Jake picture Jake · Dec 5, 2011 · Viewed 152k times · Source

I've done some research, and I seem to be missing one small part of this algorithm. I understand how a Breadth-First Search works, but I don't understand how exactly it will get me to a specific path, as opposed to just telling me where each individual node can go. I guess the easiest way to explain my confusion is to provide an example:

So for instance, let's say I have a graph like this:

enter image description here

And my goal is to get from A to E (all edges are unweighted).

I start at A, because that's my origin. I queue A, followed by immediately dequeueing A and exploring it. This yields B and D, because A is connected to B and D. I thus queue both B and D.

I dequeue B and explore it, and find that it leads to A (already explored), and C, so I queue C. I then dequeue D, and find that it leads to E, my goal. I then dequeue C, and find that it also leads to E, my goal.

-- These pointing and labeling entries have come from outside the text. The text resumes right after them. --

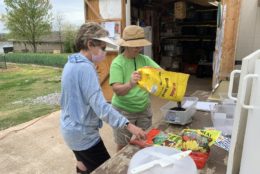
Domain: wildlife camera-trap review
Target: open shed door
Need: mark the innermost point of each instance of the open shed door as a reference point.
(111, 15)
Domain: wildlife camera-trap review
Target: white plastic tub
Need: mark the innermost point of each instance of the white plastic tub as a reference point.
(180, 117)
(223, 117)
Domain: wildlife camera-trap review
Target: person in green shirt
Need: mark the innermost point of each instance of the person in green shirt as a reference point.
(129, 99)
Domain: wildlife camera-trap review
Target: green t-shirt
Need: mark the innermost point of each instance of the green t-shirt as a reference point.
(137, 99)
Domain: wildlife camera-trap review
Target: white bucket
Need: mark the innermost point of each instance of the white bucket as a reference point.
(182, 166)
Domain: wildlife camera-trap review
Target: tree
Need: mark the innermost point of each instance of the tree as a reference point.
(69, 33)
(58, 27)
(28, 20)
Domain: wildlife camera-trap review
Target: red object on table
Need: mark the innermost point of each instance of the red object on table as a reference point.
(149, 139)
(200, 158)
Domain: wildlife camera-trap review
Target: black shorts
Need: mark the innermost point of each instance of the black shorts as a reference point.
(93, 157)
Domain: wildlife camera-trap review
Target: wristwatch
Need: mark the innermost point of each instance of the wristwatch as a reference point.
(126, 124)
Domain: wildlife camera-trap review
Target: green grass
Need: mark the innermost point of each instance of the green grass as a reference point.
(56, 60)
(20, 83)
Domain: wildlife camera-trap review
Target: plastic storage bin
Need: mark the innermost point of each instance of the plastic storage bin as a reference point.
(180, 117)
(223, 117)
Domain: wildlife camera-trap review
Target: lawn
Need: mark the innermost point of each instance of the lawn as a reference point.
(22, 91)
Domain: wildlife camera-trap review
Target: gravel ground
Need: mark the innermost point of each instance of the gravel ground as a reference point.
(50, 99)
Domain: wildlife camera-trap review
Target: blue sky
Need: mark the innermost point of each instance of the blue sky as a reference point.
(71, 10)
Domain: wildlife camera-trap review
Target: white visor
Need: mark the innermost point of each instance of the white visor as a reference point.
(109, 42)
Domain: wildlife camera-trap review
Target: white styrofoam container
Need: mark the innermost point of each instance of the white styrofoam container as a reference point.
(180, 117)
(223, 117)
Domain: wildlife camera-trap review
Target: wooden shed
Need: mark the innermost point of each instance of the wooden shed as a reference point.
(199, 37)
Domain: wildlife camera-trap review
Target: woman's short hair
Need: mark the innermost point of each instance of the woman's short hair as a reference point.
(87, 32)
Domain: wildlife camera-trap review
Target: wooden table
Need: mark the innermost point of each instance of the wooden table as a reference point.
(216, 164)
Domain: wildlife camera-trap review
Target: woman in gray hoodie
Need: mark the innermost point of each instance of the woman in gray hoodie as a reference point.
(83, 106)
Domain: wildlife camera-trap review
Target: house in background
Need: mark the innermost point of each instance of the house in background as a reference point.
(52, 43)
(5, 44)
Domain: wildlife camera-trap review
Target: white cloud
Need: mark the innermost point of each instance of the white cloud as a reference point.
(71, 10)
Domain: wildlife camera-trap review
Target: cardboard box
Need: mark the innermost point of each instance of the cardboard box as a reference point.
(180, 10)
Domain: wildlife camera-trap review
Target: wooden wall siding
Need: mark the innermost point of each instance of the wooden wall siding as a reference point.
(103, 73)
(92, 10)
(230, 36)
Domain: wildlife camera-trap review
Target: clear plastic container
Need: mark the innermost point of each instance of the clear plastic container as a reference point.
(225, 99)
(180, 117)
(223, 117)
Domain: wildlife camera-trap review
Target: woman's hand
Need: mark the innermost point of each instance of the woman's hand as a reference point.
(135, 77)
(138, 132)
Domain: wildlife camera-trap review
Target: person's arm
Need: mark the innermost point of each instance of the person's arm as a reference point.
(94, 96)
(122, 89)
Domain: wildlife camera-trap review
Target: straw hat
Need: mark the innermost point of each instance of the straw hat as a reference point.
(133, 36)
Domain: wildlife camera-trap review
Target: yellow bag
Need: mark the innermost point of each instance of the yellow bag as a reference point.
(165, 84)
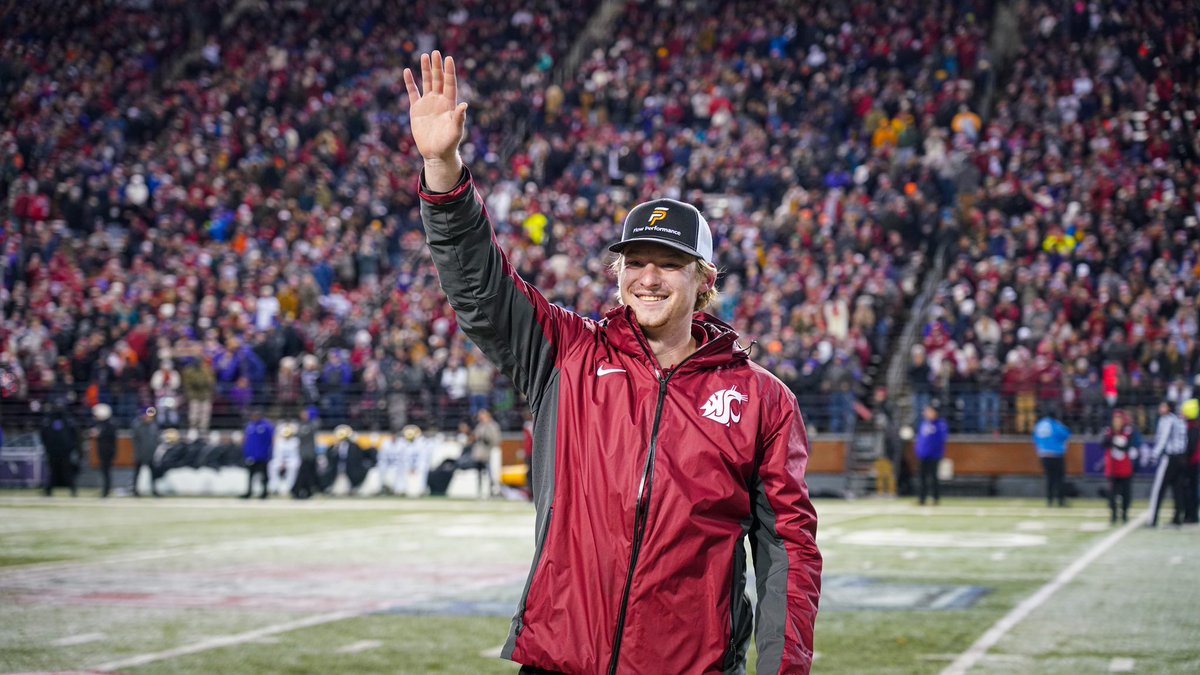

I know logically that the fastest path is A->D->E, but I'm not sure how exactly the breadth-first search helps - how should I be recording paths such that when I finish, I can analyze the results and see that the shortest path is A->D->E?

Also, note that I'm not actually using a tree, so there are no "parent" nodes, only children.

Answer

Sergey Kalinichenko picture Sergey Kalinichenko · Dec 5, 2011

Technically, Breadth-first search (BFS) by itself does not let you find the shortest path, simply because BFS is not looking for a shortest path: BFS describes a strategy for searching a graph, but it does not say that you must search for anything in particular.

Dijkstra's algorithm adapts BFS to let you find single-source shortest paths.

In order to retrieve the shortest path from the origin to a node, you need to maintain two items for each node in the graph: its current shortest distance, and the preceding node in the shortest path. Initially all distances are set to infinity, and all predecessors are set to empty. In your example, you set A's distance to zero, and then proceed with the BFS. On each step you check if you can improve the distance of a descendant, i.e. the distance from the origin to the predecessor plus the length of the edge that you are exploring is less than the current best distance for the node in question. If you can improve the distance, set the new shortest path, and remember the predecessor through which that path has been acquired. When the BFS queue is empty, pick a node (in your example, it's E) and traverse its predecessors back to the origin. This would give you the shortest path.

If this sounds a bit confusing, wikipedia has a nice pseudocode section on the topic.